Clearly you weren't actually in the courtroom because this explaination of "personal experiance" is the kind I would expect someone with down syndrome to use when describing "what the bad priest did". Kids can't sign waivers which would be why a judge tossed those out. It needs to be signed by the parent. This however does not absolve the property owner of all injury claims. 

He still has an obligation to provide a reasonably safe ramp. If it's flawed, he's negligent. There are three components to a negligence suit. Duty, breach of duty, and damages. Duty would have been to provide a sound ramp with reasonable expectations of quality and safety (I say reasonable because it is by definition a dangerous activity). Breach of duty could be a flaw in design, too high, too steep, being open during bad weather etc etc etc. Damages would be the face fuckage.

And if the owner only had a minor's signature on a waiver as his defense, he's a moron.

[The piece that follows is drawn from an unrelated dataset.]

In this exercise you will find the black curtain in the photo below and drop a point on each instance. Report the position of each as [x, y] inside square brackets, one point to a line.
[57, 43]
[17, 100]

and yes emotes do blow but it was the best way to convey that I wasn't being serious in my post.


----------



## BurtonAvenger (Aug 14, 2007)

Just want to point out to you boys that Vail Resorts is not Colorado. They are 4 locations in Colorado that give you other options to go to. Vail Resorts has already seen a decline in skier visits this year, Keystone being the worst (anyone want to guess why there?). They're lying about the number of visits they're down because no one wants to admit they're screwed in the pooch. This will be another reason families will flock there and individuals will go elsewhere. 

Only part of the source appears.